Columns containing `bool` and `None` values do not validate correctly

unionai-oss / pandera

A light-weight, flexible, and expressive statistical data testing library

https://www.union.ai/pandera

MIT License

3.29k stars 307 forks source link

Columns containing `bool` and `None` values do not validate correctly #1807

Open xvr-hlt opened 2 weeks ago

xvr-hlt commented 2 weeks ago

Describe the bug

If I create a pa.DataFrameSchema with a pa.Column(bool, nullable=True), I expect something of the form [None, True] to pass validation, but it does not.

[x] I have checked that this issue has not already been reported.
[x] I have confirmed this bug exists on the latest version of pandera.
[ ] (optional) I have confirmed this bug exists on the main branch of pandera.

Code Sample, a copy-pastable example

import pandas as pd
import pandera as pa

pa.DataFrameSchema({'x': pa.Column(bool, nullable=True)})(pd.DataFrame({'x': [True, None]}))
>>> ...
>>> SchemaError: expected series 'x' to have type bool, got object

Expected behavior

This should pass validation.

Nick-Seinsche commented 2 weeks ago

Hi @xvr-hlt, this is not a bug. python None is not a bool, therefore pandas converts that series to object which causes the schema validation to fail.

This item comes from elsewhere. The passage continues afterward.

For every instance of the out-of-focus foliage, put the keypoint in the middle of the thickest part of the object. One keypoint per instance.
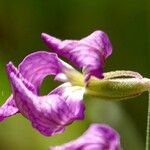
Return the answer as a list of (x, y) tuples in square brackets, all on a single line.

Instead you may want to use the pandas nullable boolean dtype:

pa.DataFrameSchema({"x": pa.Column(pd.BooleanDtype, nullable=True)})(
    pd.DataFrame({"x": [True, pd.NA]}, dtype="boolean")
)

edit: You can also replace pd.NA by None because you give the dtype here explicitly and pandas converts None to pd.NA for you.

xvr-hlt commented 2 weeks ago

I understand that None is not a bool, what was confusing to me is that None was invalid for a field with nullable = True.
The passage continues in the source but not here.